Wednesday, March 07, 2007

The taxicab religious wars

Some of the Muslim taxi drivers serving the Twin Cities airport want to be able to refuse service to customers carrying liquor or customers with dogs, including guide dogs for the blind. They say that transporting such passengers involves them in a violation of their religious beliefs. About 5,000 refusals have occurred in the past 5 years.

The Twin Cities International airport regulates and controls taxis that want to operate from the airport. Taxi owners are also charged a large license fee for the privilege of doing business there. The airport "stacks" taxis, and assigns them to customers in sequence. The current rules require a taxi to go to the "back of the line" if he refuses a customer (taxi drivers may refuse a fare who is intoxicated or appears dangerous). The airport wants more severe penalties for refusing passengers, including revocation of license for a second offense.

There are clearly rights involved in this dispute. Certainly, a taxi driver does have the right to refuse a fare, just as any other business has a right to refuse a customer. Freedom is, in essence, the right to say NO. If such a driver refused me service from any other location, he would lose the fare and waste his time and gas getting to my location before deciding to refuse my business. I would be inconvenienced by having to order another taxi.

The rights of the airport are a little fuzzier. The airport does have a right to control what happens on its property... to control traffic, and to provide convenient, speedy exit of taxi customers from the facility.

There is another player in this scenario, though, whose rights don't seem to even be discussed... the taxi customer who pays the fare. Can a customer legitimately refuse a particular driver for religious reasons? I could certainly come up with objections to the Muslim religion that I could use to justify refusing a Muslim driver. Personally, I wouldn't, because my objections are not important enough to me to complicate the situation... but if the driver has a right to refuse on religious grounds, then the customer should have the same right.

Refusals complicate life for the airport, of course, which would like to make departures as orderly as possible. They have enough crowd control problems without adding any, and bunching people up at the cab departure point is not desirable. Once we retrieve our bags, we have a very long walk to the taxi stand. Thank goodness for bags with wheels. Aside from refusals and the long walk, their system does seem to work well... you walk up, they point you to the next taxi, and you're off quickly once you get there. We do pay for that smooth system, of course... the big license fee gets passed on in fares, plus the long walk to the taxi area.

Once upon a time, cabs were waiting just outside the baggage area, and we just flagged one over. Refusals weren't an issue then... both drivers and customers would have been able to move on to another pairing. Like most uncontrolled systems, it was a bit chaotic, but it was faster and easier for everyone involved.
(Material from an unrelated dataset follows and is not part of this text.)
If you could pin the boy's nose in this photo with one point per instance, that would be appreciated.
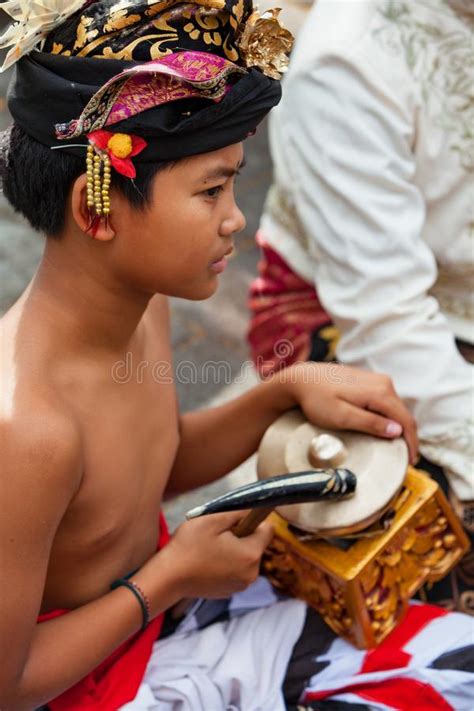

Because airports are "commons", "public" facilities, operating in a monopoly context, controlled by governmental agencies, these problems are stickier. In a given city, we have no choice of airports. Virtually all air travel is compacted into a single huge facility, which creates all sorts of congestion problems. Governmental and quasi-governmental operations tend to come up with systems that treat people as robotic groups rather than as individuals. Because they have no competition, they ignore the fact that everyone involved is an individual, and instead treat us as herds to be shepherded along in whatever way seems most efficient for the facility rather than the people. It isn't unusual now to spend more time at the airport, and getting there, than it is on your flight. We poke along for an hour or more, being examined and treated as potential terrorists, wait, then board a cramped plane, wait, taxi, wait in line for the plane's takeoff position, then speed off at 500 MPH to arrive and go through a similar maze at our destination. It's all fairly efficient for the airport, and for the airlines, and pathetically inefficient for those of us who are paying the bills.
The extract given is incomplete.